A little vino...and a free toy!
by: Vino Joe (e-mail)
You may have heard the phrase “bull in a china shop,” but have you ever witnessed a bull in a wine shop? While walking along the aisles of my local store, I was stopped dead in my tracks by a bull! Having left my home without a proper red cape, I was terrified of being gored. Luckily, the bull was only an inch tall and tethered to the neck of a wine bottle, so my fears were a bit extreme. It was just a plastic bull, like a kid’s toy, and after imagining the hours and hours of fun that could be had, I purchased the bottle (hey, I was poor and didn’t have many toys growing up!).
Pick up a bottle of Torres Sangre de Toro and you too can pretend you’re a chick-laden matador, the hero of your small Spanish town. Flick a red napkin back and forth in front of the plastic bull, lulling him into a catatonic state, then pierce him valiantly with your dinner fork!

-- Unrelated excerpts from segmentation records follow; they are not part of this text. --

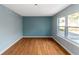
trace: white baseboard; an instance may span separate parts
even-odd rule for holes
[[[7,48],[5,48],[3,51],[0,52],[0,55],[2,53],[4,53],[6,50],[8,50],[12,45],[14,45],[15,43],[17,43],[20,39],[22,39],[23,37],[20,37],[19,39],[17,39],[15,42],[12,42],[12,44],[10,44]]]
[[[23,36],[23,38],[52,38],[52,36]]]
[[[71,55],[74,55],[74,54],[73,54],[72,52],[70,52],[64,45],[62,45],[59,41],[57,41],[57,40],[55,39],[55,37],[52,36],[52,38],[53,38],[58,44],[60,44],[64,49],[66,49],[67,52],[69,52]]]

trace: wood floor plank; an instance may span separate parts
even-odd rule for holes
[[[3,55],[69,55],[51,38],[23,38]]]

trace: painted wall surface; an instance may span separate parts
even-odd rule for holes
[[[24,36],[51,36],[52,17],[24,17]]]
[[[0,52],[22,37],[22,17],[0,5]]]
[[[72,14],[74,12],[79,12],[79,5],[70,5],[69,7],[67,7],[66,9],[62,10],[61,12],[59,12],[58,14],[56,14],[55,16],[53,16],[53,20],[52,20],[52,35],[53,37],[55,37],[57,39],[57,41],[59,41],[65,48],[67,48],[72,54],[79,54],[79,46],[76,46],[68,41],[66,41],[65,39],[62,39],[60,37],[58,37],[56,35],[57,33],[57,18],[58,17],[62,17],[62,16],[66,16],[69,14]]]

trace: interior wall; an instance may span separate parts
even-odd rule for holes
[[[22,17],[0,5],[0,52],[22,37]]]
[[[51,36],[52,17],[23,17],[24,36]]]
[[[56,40],[63,45],[71,54],[79,54],[79,46],[76,43],[73,43],[72,40],[69,39],[63,39],[59,36],[57,36],[57,18],[63,17],[75,12],[79,12],[79,4],[70,5],[66,9],[62,10],[61,12],[57,13],[55,16],[53,16],[52,19],[52,35]],[[71,43],[72,42],[72,43]]]

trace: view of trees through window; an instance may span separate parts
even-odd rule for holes
[[[65,34],[65,17],[59,18],[59,34],[64,36]]]
[[[70,39],[79,39],[79,12],[67,15],[66,19],[58,19],[58,34]]]
[[[68,15],[68,37],[79,38],[79,12]]]

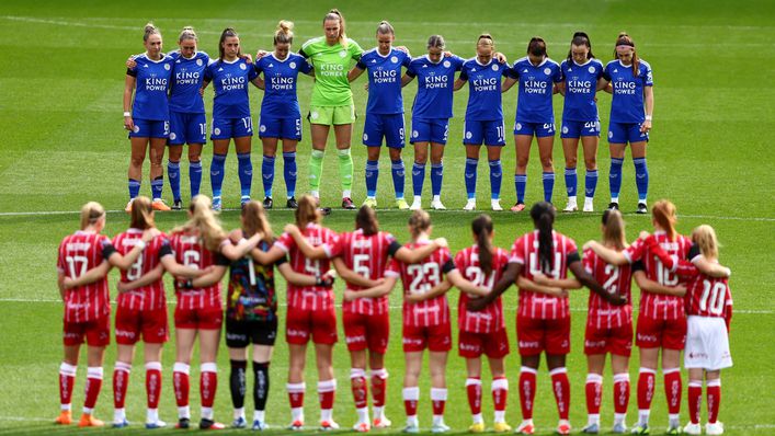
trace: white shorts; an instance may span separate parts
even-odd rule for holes
[[[689,315],[686,320],[685,368],[718,370],[732,366],[723,318]]]

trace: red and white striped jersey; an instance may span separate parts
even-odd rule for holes
[[[542,271],[538,261],[538,230],[525,233],[514,241],[509,262],[523,265],[522,276],[533,279],[535,274],[549,278],[568,278],[568,265],[580,261],[575,242],[562,233],[552,231],[554,262],[551,271]],[[568,298],[551,297],[546,294],[520,289],[517,315],[529,319],[557,320],[570,317]]]
[[[394,248],[392,250],[391,246]],[[355,272],[355,274],[376,280],[385,277],[385,268],[389,256],[395,253],[396,246],[400,248],[401,245],[388,232],[379,231],[366,236],[363,230],[357,229],[353,232],[340,234],[331,255],[333,257],[342,257],[347,268]],[[355,291],[364,289],[362,286],[350,283],[346,286],[347,289]],[[369,315],[385,314],[388,312],[388,296],[344,301],[342,312]]]
[[[300,229],[301,234],[312,246],[322,245],[328,257],[331,257],[333,246],[337,245],[337,233],[317,223],[310,222],[305,229]],[[328,259],[307,259],[301,250],[296,245],[296,241],[288,233],[283,233],[275,246],[288,254],[290,267],[299,273],[319,277],[331,268],[331,261]],[[330,310],[333,307],[333,289],[322,286],[296,286],[288,283],[288,309],[301,310]]]
[[[414,250],[430,243],[428,240],[410,242],[403,246]],[[390,261],[385,276],[401,277],[404,297],[410,294],[425,294],[442,282],[442,275],[455,269],[449,250],[441,248],[422,262],[404,264],[396,259]],[[403,325],[431,326],[444,325],[449,322],[449,305],[446,294],[430,300],[409,303],[403,301]]]
[[[618,294],[627,299],[623,306],[614,306],[600,295],[590,291],[586,324],[596,329],[616,329],[632,322],[632,268],[605,263],[592,250],[584,251],[584,268],[597,283],[611,294]]]
[[[455,266],[460,272],[463,277],[471,282],[476,286],[482,286],[492,289],[492,286],[501,279],[503,269],[509,263],[509,253],[499,248],[494,248],[492,253],[492,272],[489,276],[485,276],[479,267],[479,246],[474,245],[455,255]],[[457,305],[458,318],[457,325],[461,331],[471,333],[493,333],[504,328],[503,323],[503,302],[499,296],[494,301],[487,305],[480,311],[469,311],[466,308],[471,297],[466,292],[460,292],[460,299]]]
[[[653,238],[665,253],[671,256],[676,256],[677,259],[686,259],[692,248],[692,240],[682,234],[677,234],[675,240],[671,241],[668,238],[668,233],[656,231]],[[648,244],[646,244],[643,240],[638,239],[632,242],[632,245],[624,251],[624,255],[629,263],[641,261],[646,276],[650,280],[668,287],[679,285],[679,275],[675,272],[671,272],[656,255],[651,254]],[[640,312],[645,317],[653,320],[675,320],[684,318],[683,297],[653,294],[641,289]]]
[[[78,278],[99,266],[115,249],[104,234],[79,230],[65,237],[59,244],[57,271],[70,278]],[[65,291],[65,321],[88,322],[111,312],[107,276],[84,286]]]
[[[224,239],[221,245],[230,243]],[[196,233],[171,233],[170,246],[175,254],[179,264],[191,268],[204,269],[208,266],[228,266],[229,261],[217,252],[212,252],[205,248],[204,241]],[[184,289],[175,280],[175,295],[178,296],[178,307],[183,310],[220,308],[220,282],[206,288]]]
[[[138,241],[143,239],[143,230],[128,229],[123,233],[113,237],[113,246],[122,255],[130,252]],[[124,283],[136,280],[144,275],[150,273],[159,265],[159,260],[162,256],[162,248],[164,253],[170,254],[170,240],[167,234],[161,233],[153,238],[143,250],[143,254],[137,257],[132,266],[121,272],[121,280]],[[126,292],[119,292],[116,298],[119,308],[132,310],[157,310],[166,307],[167,298],[164,297],[164,282],[159,278],[157,282],[133,289]]]

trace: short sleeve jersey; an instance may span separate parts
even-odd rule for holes
[[[412,59],[407,74],[418,78],[418,92],[412,104],[412,118],[452,118],[455,72],[465,60],[458,56],[443,57],[432,62],[428,55]]]
[[[312,106],[347,106],[353,104],[353,92],[347,81],[347,72],[353,61],[361,59],[363,49],[347,38],[346,44],[329,45],[320,36],[304,43],[299,55],[315,67]]]
[[[205,69],[205,80],[213,82],[213,118],[230,119],[250,116],[248,88],[259,76],[253,64],[237,58],[232,61],[216,60]]]
[[[409,55],[395,48],[383,56],[373,48],[363,54],[357,68],[368,74],[368,114],[402,114],[401,67],[408,68]]]
[[[595,93],[597,80],[603,77],[603,62],[594,58],[584,64],[566,59],[560,64],[560,70],[566,89],[562,119],[570,122],[599,121]]]
[[[492,253],[492,271],[488,276],[479,266],[479,246],[469,246],[455,255],[455,266],[463,277],[476,286],[492,289],[492,286],[501,279],[503,271],[509,263],[509,253],[503,249],[495,249]],[[480,311],[469,311],[468,301],[471,297],[466,292],[460,294],[458,302],[457,325],[460,331],[472,333],[493,333],[504,328],[503,302],[499,296],[494,301],[487,305]]]
[[[643,90],[653,87],[651,66],[643,59],[638,62],[638,76],[632,66],[625,66],[620,60],[612,60],[605,65],[603,78],[611,82],[614,95],[611,100],[612,123],[642,123],[646,119],[643,110]]]
[[[310,72],[312,66],[295,53],[288,53],[283,60],[277,60],[274,54],[270,54],[255,61],[255,70],[264,74],[265,83],[261,116],[281,119],[300,117],[301,111],[296,94],[298,74]]]
[[[115,249],[107,237],[79,230],[65,237],[59,244],[57,271],[65,274],[66,277],[78,278],[87,271],[99,266],[114,251]],[[107,276],[89,285],[65,291],[66,322],[94,321],[110,312]]]
[[[146,54],[135,57],[135,68],[126,70],[135,78],[135,101],[132,103],[132,117],[166,122],[170,119],[167,93],[170,90],[173,59],[162,55],[159,60],[151,60]]]
[[[508,74],[508,65],[494,59],[483,65],[477,58],[466,60],[460,69],[460,80],[468,82],[467,121],[503,121],[501,78]]]
[[[170,54],[172,64],[172,85],[170,87],[170,112],[204,114],[205,102],[200,94],[205,79],[205,68],[210,62],[204,51],[196,51],[186,58],[179,51]]]
[[[562,81],[560,66],[549,58],[535,66],[523,57],[514,62],[509,77],[520,81],[516,122],[554,123],[551,92],[554,84]]]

Take a bow and pour yourself a glass of Sangre de Toro -- the “blood of the bull” -- as your well-deserved reward. Buy several bottles and you can play this game over and over, or make up new games -- you are limited only by your imagination!
After you’ve finished playing with, and/or molesting the plastic bull, you can sit down and enjoy this manly red wine with your meat and potatoes. It has a vinous, open, rustic nose with hints of green fruit, earth and licorice. In the mouth it is equally open, tasting of young blackberries and hints of black pepper and earth that give it a rough, rustic appeal. The wine is held together with a good level of acidity and very mild tannins, and all elements are in complete balance. Overall this is a pleasantly simple, no-nonsense wine that is enjoyable all by itself yet will match well with a wide variety of foods. I successfully matched it with a grilled Portobello sandwich, and surmise it will be just as good with burgers, meatloaf, sausage and similarly simple fare. You’ll find this a nice retreat from increasingly expensive Cotes-du-Rhones.
For less than nine bucks, how can you go wrong? Even if you don’t like the wine, you still get the little plastic bull to play with!